Woodin also expressed at the meeting some of the reasons he was against the resolution that was up for vote. He said that Avon Grove School District would not be impacted by the PASS Scholarship program because it is not a “low-achieving district,” meaning a district that is in the bottom 15 percent of math and reading scores among schools of its kind, and thus, its students would not be eligible for the program. Furthermore, he said, the program will not divert money away from school districts generally because even if a student leaves a district due to receiving a scholarship to attend a non-public school, public schools will still receive the same amount of funding.

He told the Chester County Press, “I do not believe that we, Avon Grove School Board, should advocate for this line item, as we have not advocated for other line items in Pennsylvania’s budget that do not impact our school district’s funding.”

Ken Roark also opposed the resolution. In fact, he did not support the BEFC’s majority report at all. He said he had spoken to a state representative by telephone, and was told that, in order to rectify school funding, the possibility existed for state taxes to be raised. He also had concerns that Chester County would not see much of the state funds that were proposed to be injected into the public school system.

He said, “Chester County is the wealthiest county in the state, and the biggest part of the money will be going to other places.”

Rick Dumont also gave a “no” vote on the resolution.

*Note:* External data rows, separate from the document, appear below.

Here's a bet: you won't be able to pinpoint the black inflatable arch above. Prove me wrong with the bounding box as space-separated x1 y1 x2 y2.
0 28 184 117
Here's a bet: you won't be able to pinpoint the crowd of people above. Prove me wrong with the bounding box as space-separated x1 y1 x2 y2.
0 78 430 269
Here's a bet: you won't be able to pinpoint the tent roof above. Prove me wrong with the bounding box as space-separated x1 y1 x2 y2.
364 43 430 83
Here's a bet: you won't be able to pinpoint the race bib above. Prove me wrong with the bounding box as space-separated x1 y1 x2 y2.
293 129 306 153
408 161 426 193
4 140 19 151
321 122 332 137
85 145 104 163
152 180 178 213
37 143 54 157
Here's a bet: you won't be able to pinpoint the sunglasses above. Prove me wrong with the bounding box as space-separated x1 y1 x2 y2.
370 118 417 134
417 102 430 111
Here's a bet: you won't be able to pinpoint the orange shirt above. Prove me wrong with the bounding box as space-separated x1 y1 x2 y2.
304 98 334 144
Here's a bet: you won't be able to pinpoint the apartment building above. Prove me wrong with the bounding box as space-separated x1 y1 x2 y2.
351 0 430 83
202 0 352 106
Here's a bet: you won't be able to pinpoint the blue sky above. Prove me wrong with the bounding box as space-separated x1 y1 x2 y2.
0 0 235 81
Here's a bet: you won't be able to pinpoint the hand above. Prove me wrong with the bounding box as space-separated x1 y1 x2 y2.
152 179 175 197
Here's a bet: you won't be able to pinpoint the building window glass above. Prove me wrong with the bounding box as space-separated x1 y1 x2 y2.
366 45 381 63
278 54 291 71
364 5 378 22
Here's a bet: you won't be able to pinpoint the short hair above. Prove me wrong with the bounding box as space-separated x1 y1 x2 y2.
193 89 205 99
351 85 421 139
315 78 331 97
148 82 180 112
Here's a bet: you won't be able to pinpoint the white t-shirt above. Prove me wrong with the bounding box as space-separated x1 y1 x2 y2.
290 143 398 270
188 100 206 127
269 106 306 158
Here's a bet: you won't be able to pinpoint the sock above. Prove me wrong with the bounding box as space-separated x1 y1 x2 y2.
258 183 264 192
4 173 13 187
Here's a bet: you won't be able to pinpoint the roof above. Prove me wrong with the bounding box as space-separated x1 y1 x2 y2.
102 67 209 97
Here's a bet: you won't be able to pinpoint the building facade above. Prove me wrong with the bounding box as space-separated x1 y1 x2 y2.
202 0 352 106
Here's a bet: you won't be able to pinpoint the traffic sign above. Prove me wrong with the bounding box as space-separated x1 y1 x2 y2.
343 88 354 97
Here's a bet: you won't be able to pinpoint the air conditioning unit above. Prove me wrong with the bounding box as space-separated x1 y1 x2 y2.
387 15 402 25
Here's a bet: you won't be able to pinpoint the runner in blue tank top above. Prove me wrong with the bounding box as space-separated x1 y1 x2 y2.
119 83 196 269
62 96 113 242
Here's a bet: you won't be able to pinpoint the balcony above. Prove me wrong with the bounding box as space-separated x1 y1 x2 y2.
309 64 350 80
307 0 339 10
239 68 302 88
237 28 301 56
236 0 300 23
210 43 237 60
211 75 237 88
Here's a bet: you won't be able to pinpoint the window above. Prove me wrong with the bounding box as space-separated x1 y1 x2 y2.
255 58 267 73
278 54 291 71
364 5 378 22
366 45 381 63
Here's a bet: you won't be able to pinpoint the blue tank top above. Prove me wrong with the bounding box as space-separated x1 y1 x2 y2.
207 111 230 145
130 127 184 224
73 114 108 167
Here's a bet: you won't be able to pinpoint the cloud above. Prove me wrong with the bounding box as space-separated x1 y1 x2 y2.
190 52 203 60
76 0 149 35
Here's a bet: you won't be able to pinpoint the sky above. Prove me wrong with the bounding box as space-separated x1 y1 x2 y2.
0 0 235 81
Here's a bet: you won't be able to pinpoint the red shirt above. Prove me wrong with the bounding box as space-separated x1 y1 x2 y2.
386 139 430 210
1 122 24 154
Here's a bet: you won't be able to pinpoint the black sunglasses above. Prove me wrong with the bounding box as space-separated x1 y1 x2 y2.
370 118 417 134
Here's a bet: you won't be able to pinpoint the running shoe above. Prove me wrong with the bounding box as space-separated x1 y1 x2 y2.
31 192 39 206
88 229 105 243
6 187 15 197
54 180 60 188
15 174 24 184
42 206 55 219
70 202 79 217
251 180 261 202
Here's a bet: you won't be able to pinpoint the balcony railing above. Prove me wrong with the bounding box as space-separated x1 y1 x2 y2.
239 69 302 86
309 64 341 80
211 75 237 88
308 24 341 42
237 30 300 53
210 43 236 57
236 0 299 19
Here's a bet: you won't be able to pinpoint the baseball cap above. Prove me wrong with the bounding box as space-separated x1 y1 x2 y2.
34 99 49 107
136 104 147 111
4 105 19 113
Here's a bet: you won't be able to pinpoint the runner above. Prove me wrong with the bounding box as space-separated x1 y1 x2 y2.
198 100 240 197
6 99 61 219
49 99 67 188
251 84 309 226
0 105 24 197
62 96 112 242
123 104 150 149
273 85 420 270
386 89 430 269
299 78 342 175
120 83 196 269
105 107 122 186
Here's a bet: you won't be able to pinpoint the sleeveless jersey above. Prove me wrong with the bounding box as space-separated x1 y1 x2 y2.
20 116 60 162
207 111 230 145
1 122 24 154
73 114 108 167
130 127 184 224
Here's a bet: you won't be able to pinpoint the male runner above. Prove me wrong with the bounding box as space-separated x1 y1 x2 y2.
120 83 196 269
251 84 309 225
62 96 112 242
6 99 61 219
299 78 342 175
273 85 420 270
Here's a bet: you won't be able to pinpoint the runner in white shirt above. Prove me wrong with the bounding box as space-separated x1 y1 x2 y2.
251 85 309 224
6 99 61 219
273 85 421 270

He did not state his reason for his vote at the meeting.

Speaking in favor of the Fair Funding Resolution was Herman Engel. He urged fellow board members, “If you are in favor of asking the governor and the legislature to find bipartisan resolutions to fulfilling the court-ordered fair funding mandate by focusing on the items agreed upon by the funding commission, and if you are against sending hundreds of millions of dollars of unaccountable taxpayer money to private schools before the court order is fulfilled, then I ask for your vote in favor of the resolution, in support of constitutional funding of public schools and opposed to public funding of non-public schools.”

Dorothy Linn, Ed.D., vice president of the board, also spoke in favor of the resolution. She said, “I have a very strong belief that if we as a school board remain silent, we are silently agreeing that vouchers are okay to take money away from public education to fund private.”

In addition to Engel and Linn, other yea voters included Ruchira Singh, Nick Taylor, and Bonnie Wolff.

Bill Wood, who penned the adopted resolution, was not present at the meeting, and thus, he did not vote. He did, however, offer his opinion to the Chester County Press concerning his support for the BEFC’s majority report and the steps Governor Shapiro in his recent budget proposal is taking to rectify school funding. 

He said, “Governor Shapiro’s recent budget proposal this year asks for $1.2 billion to go toward public education. If fully approved, it would mean an additional $3.5 million for Avon Grove next year according to a chart included in the BEFC report.” 

He added, “It is unlikely that the governor will get as much as he asked for in his budget proposal. However, whatever the final number is, Avon Grove will be high up on the list of districts to receive additional funds because we have a relatively low per pupil expenditure and a very high reliance on our property tax base, which are the two factors used by the BEFC to determine the districts that are most in need of additional funds.”